Emboldened, I found this:

Quote:
My Personal Experience with Niacin and Depression

Now, I've been on and off Prozac for many years. At the time I watched the movie [Food Matters], I was definitely ON Prozac. I've been given all kinds of psychological drugs, all kinds of psychological labels, and all kinds of therapies. None of it really did much for me. Furthermore, I am an alcoholic and a drug addict. I also have another very serious process addiction (as opposed to a substance addiction). Over the past 12 years, I had not been able to put together even a full year of sobriety. I would have brief, happy times of sobriety and clarity, only to be drawn back down by bouts of deep depression and crippling self-doubt. My struggles seemed insurmountable at times and for whatever reason, I could not sustain the motivation or drive to help myself. I don't think I thought I was worth it.

So, three months ago I was at an all time low. All of my addictions had led me to a truly awful place. I had just seen a new psychiatrist that told me I had yet ANOTHER diagnosis, another label, and needed some new drugs. My relationship with my husband was at the breaking point and I truly hated myself. My husband and I had gone to Costco and while we were there, he suggested that we should pick up some niacin. I said, "Why not? I've got nothing to lose." I started taking 1500 mg of niacin that night.

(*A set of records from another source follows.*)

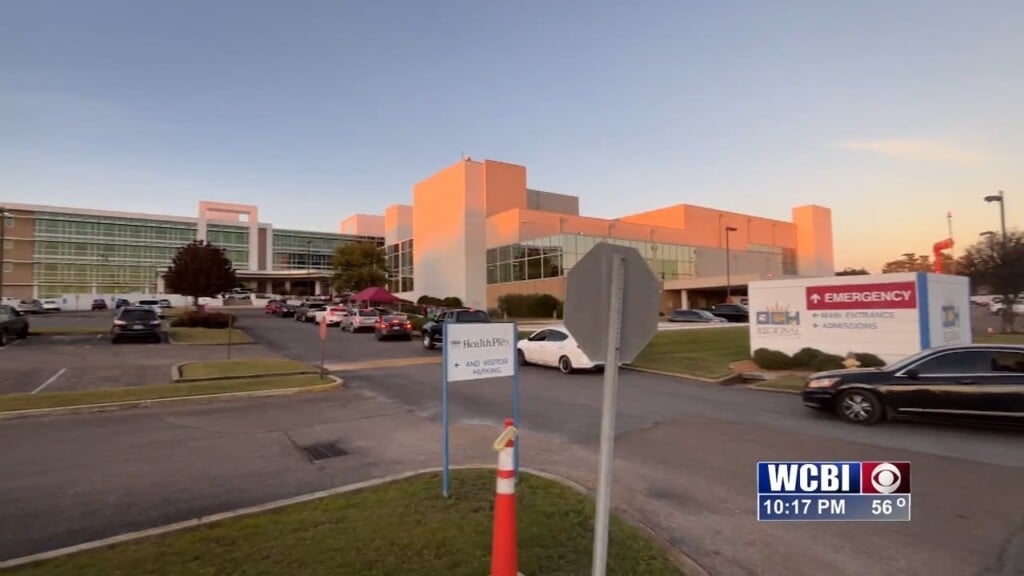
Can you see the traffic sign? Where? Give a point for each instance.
(588, 301)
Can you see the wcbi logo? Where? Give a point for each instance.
(834, 478)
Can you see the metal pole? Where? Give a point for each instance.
(728, 270)
(515, 405)
(444, 421)
(3, 241)
(608, 418)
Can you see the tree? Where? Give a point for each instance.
(357, 266)
(915, 262)
(200, 270)
(997, 264)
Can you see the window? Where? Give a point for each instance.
(966, 362)
(1007, 362)
(557, 336)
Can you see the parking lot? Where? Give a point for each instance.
(64, 363)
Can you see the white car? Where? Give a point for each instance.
(997, 307)
(334, 315)
(556, 347)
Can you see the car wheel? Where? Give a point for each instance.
(565, 365)
(860, 407)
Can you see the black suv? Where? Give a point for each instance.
(136, 323)
(433, 331)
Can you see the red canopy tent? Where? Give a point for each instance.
(375, 295)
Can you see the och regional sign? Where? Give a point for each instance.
(479, 351)
(891, 295)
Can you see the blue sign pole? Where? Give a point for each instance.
(444, 423)
(515, 401)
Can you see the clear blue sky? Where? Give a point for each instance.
(890, 113)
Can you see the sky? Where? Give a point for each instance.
(892, 114)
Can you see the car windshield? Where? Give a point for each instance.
(138, 316)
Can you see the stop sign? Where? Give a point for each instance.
(589, 295)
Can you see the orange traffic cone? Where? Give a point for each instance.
(503, 547)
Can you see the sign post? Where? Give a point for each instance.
(477, 352)
(323, 329)
(611, 301)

The next day, a Sunday, I was so depressed and hopeless, I was actually looking up ways to kill myself on the Internet. I felt that desperate and low. I didn't see another way out. But I continued taking the niacin.

Monday was a tough day - I was still feeling the after-effects and withdrawals from alcohol and drugs and continued to feel hopeless. By Tuesday, I felt a little better, but that didn't surprise me because whenever I get sober, I always have a small spark of hope that maybe I can do it (which is inevitably crushed again, soon after). I crashed into bed, exhausted by the day and the weight of my depression. I began to think the niacin was not going to help. But before I went to sleep, I was sure to take the 1500 mg.

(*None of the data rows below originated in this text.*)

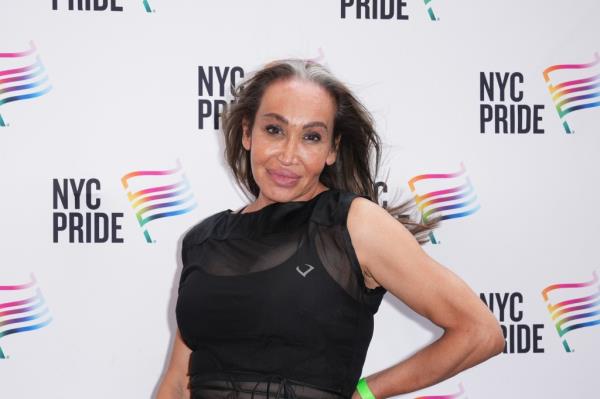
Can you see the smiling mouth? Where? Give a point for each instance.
(286, 180)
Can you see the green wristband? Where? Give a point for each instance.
(363, 389)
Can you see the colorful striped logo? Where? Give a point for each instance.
(460, 394)
(24, 78)
(430, 12)
(574, 306)
(22, 308)
(456, 200)
(158, 194)
(573, 93)
(147, 6)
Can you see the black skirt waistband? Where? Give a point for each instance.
(235, 384)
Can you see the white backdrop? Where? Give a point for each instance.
(117, 92)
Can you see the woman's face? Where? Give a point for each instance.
(291, 140)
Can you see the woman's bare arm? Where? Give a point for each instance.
(392, 257)
(175, 382)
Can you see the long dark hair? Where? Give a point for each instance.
(354, 169)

Wednesday dawned. And I was NEW. It was as if during the night, God had reached down and switched my black, diseased brain for a shiny, healthy one. Suddenly, I had energy. Suddenly, I had hope. I was excited to get to work. I did not linger at home to avoid having to see people or think about my life. I was laughing, smiling and intentionally interacting with people. I actually freaked my secretary out because she had not seem me so animated and happy in ages. She was used to my glum ass attitudes and constant hiding in my office. I was, for all intents and purposes, a new person.

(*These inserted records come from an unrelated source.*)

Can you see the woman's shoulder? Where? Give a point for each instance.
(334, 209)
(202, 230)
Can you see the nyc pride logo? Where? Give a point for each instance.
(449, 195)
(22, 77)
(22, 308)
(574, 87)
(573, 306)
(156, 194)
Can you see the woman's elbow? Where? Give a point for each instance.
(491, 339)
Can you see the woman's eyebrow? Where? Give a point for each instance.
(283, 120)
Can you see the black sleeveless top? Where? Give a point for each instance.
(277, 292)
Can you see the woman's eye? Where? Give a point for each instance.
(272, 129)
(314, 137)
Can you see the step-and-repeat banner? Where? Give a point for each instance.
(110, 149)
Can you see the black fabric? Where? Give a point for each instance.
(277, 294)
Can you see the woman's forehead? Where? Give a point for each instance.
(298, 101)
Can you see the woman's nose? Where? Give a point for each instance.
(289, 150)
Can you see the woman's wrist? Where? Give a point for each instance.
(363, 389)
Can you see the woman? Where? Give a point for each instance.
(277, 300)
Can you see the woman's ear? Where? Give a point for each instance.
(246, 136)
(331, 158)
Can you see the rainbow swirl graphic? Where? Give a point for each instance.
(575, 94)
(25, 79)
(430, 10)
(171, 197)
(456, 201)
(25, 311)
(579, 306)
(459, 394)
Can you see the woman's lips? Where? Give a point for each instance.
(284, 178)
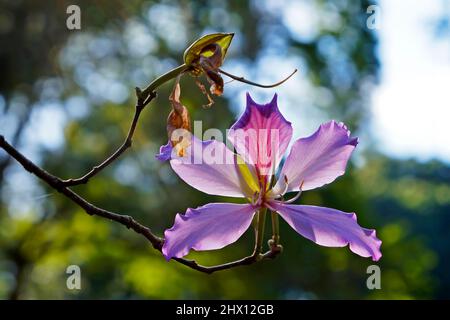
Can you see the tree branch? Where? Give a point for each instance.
(128, 221)
(142, 101)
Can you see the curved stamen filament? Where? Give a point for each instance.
(286, 186)
(242, 79)
(297, 195)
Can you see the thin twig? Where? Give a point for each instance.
(142, 101)
(242, 79)
(128, 221)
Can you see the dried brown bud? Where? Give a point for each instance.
(178, 122)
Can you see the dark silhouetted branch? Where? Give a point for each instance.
(128, 221)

Wow. Just wow. Read the whole thing: she's had a lifelong struggle with all kinds of issues; and she's never had results like this.

Quote:
And the amazing, up-lifted feeling didn't end. It didn't go away. It's been three months now. I feel AMAZING. I am totally sober. I am off of all pharmaceutical drugs. I've lost 12 pounds and a pant size. I am exercising. I am working my recovery program. I am eating very healthy. I am excelling in my work. I am no longer avoiding people, places or things. I am facing life and dealing with it. And I am dealing with it very well - to my own total amazement.


From 2007 - 2011, the blog was about her struggle. In mid-2012, she wrote the above post. There were only four more, highly positive, posts after that. And the blog stopped.

To me, that means that the struggle, at last, had ended.